Basically a few weeks ago my DP admitted he has been smoking weed throughout our relationship, a couple of nights a week. We were on our way to a night out when this came out so He said let’s not do this now as he didn’t want to get into it but I wasn’t thrilled. He said he didn’t do it when he was with me, so it didn’t affect me.
I suppose it was at the back of my mind after this but he’d more or less told me it wasn’t up for discussion. A week later we were out for dinner and had a nice evening during which he invited me to his house the following evening to make me dinner. We went back to mine and eventually to bed and had sex and were cuddling. I made a little noise, as you do when tired and falling asleep and he jokingly commented are you still going?? As in still orgasming. I didn’t laugh (I was tired.
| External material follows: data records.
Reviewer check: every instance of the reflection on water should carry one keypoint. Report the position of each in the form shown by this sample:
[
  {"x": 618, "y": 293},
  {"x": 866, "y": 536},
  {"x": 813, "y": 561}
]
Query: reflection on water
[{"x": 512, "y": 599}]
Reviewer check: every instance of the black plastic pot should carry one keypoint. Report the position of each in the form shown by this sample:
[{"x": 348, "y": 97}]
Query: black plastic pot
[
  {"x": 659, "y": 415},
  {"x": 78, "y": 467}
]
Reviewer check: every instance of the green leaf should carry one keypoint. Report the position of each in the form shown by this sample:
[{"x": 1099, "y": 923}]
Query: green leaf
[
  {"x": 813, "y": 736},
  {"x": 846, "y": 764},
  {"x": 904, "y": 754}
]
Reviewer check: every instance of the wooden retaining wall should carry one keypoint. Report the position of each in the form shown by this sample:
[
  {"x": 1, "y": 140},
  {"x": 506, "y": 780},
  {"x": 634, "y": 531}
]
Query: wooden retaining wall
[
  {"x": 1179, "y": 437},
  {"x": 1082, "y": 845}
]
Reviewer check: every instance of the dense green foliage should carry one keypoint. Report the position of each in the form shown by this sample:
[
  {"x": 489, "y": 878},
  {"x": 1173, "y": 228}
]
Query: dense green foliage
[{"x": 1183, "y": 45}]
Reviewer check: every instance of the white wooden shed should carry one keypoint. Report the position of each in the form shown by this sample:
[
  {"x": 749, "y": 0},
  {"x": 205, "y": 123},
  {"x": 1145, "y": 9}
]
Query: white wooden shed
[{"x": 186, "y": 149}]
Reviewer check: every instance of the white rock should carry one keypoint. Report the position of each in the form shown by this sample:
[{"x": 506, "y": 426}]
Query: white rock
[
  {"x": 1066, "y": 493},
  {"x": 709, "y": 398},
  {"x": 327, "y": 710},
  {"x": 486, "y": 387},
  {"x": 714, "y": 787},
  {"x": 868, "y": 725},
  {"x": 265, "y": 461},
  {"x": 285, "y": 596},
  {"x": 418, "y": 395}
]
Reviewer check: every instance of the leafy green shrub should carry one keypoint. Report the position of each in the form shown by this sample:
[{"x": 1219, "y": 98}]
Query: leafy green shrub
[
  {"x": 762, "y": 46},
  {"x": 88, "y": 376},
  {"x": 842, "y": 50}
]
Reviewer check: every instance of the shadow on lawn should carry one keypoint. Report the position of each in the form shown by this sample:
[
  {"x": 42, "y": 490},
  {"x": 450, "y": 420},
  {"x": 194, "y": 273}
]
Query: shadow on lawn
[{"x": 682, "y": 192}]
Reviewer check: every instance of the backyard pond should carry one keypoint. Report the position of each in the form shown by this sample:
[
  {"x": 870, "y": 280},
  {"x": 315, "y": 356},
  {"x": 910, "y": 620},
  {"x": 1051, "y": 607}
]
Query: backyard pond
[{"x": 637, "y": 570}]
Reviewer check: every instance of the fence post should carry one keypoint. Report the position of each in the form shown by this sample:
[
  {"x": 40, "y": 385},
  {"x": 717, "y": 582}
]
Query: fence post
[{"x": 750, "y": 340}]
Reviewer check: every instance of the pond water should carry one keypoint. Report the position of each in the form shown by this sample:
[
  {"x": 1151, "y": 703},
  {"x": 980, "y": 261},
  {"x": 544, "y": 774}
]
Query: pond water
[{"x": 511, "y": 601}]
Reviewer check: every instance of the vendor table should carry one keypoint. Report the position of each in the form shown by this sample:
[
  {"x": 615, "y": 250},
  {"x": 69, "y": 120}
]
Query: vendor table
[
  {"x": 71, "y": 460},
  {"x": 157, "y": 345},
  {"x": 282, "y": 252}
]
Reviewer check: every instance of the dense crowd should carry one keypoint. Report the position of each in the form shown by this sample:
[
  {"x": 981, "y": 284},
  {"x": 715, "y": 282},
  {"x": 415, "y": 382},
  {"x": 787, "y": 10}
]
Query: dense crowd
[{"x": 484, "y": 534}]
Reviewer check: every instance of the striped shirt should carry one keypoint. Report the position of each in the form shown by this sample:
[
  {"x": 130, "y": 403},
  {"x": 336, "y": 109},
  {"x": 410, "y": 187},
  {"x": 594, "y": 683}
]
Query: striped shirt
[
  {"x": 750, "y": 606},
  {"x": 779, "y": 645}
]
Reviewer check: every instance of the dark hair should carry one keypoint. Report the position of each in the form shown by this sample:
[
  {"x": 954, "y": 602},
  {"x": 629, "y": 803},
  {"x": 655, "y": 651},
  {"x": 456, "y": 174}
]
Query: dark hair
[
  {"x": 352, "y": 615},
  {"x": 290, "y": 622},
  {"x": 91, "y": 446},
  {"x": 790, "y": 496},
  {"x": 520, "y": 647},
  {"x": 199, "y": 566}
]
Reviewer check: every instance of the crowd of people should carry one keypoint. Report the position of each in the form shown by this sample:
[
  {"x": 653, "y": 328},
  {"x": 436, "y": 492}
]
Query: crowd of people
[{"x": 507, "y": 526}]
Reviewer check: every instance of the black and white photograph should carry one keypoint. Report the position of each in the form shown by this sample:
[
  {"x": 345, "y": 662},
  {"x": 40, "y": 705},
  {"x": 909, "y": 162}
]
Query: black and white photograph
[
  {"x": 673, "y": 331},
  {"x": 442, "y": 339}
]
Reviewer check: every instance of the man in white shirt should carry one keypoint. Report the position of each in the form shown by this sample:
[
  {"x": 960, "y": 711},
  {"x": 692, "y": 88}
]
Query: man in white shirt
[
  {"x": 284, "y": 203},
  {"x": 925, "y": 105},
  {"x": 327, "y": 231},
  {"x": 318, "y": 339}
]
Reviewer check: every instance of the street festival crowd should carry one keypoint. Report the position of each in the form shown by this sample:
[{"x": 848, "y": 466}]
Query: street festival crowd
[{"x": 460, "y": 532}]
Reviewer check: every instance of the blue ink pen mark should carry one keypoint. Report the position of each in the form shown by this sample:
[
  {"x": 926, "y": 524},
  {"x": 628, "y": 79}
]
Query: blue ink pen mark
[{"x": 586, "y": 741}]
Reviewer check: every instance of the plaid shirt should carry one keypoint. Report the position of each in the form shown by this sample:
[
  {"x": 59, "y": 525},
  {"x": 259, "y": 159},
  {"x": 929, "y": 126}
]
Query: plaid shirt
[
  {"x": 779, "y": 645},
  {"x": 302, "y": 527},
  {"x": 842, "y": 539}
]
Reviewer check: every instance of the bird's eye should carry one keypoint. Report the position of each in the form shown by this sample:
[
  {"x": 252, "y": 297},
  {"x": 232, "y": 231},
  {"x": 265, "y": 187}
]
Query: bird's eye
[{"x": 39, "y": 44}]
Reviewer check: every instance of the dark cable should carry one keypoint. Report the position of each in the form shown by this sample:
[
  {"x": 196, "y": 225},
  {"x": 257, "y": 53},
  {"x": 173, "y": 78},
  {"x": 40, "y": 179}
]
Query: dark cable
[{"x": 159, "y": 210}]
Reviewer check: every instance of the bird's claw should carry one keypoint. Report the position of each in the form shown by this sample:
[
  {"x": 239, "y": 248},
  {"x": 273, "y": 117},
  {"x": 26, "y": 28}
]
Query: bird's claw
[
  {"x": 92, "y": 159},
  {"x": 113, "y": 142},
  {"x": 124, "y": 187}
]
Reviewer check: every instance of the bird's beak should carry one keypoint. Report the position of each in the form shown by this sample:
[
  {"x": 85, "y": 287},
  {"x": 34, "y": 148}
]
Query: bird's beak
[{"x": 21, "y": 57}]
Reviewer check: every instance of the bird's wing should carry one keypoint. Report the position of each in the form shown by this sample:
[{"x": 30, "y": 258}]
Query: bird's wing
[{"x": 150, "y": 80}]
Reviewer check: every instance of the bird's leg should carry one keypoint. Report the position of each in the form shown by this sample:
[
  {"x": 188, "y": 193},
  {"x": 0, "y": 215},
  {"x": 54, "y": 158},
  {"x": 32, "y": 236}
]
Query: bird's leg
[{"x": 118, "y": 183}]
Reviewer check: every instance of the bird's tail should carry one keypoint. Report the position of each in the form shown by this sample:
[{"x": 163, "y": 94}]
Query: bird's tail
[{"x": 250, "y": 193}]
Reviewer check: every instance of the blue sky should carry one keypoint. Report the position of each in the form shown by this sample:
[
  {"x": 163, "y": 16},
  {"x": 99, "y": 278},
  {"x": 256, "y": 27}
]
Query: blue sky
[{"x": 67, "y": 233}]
Sleepy and didn’t find it that funny being honest) and he went all huffy and said I couldn’t take a joke. It then ended up with him saying he couldn’t stay if I was being like that so he got up and started to get dressed. This was about 3am. I asked him to calm down and come back to bed but he was furious and left.
I was quite upset. I didn’t hear from him til the following afternoon when he called and said he was really sorry. We didn’t say very much else.
Later that evening I decided to go round, not expecting dinner or anything but I thought we should talk. He wasn’t at all pleased to see me and said he was planning on a quiet night. I said I thought we should talk and he said he had a lot to think about about after the previous night and that I should just go. I didn’t think this was very nice or fair and I told him he’d really hurt me by leaving me like that the previous night. He said, just go and I said, I thought he was sorry about last night, so why angry and hostile towards me. Why aren’t we trying to make up? He said just get out of my fucking house. I noticed during this that there was a joint on the coffee table.
I left, and we didn’t speak for a few days. He texted but I didn’t reply. I was really shell shocked by the whole thing. It’s not the first time he’s shouted at me but this was extreme. When we finally spoke he said none of this would have happened if I’d respected his wishes and left at the start when he told me to.
I probably shouldn’t have gone round at all but I just wanted to make up in person, I had no idea I’d get such a horrible reception after he’d already apologised. He said I should have known the dinner invitation would no longer stand and let him have space. He referred to it as the night I didn’t leave. I think he should have called and told me this at some point. What about respecting my feelings?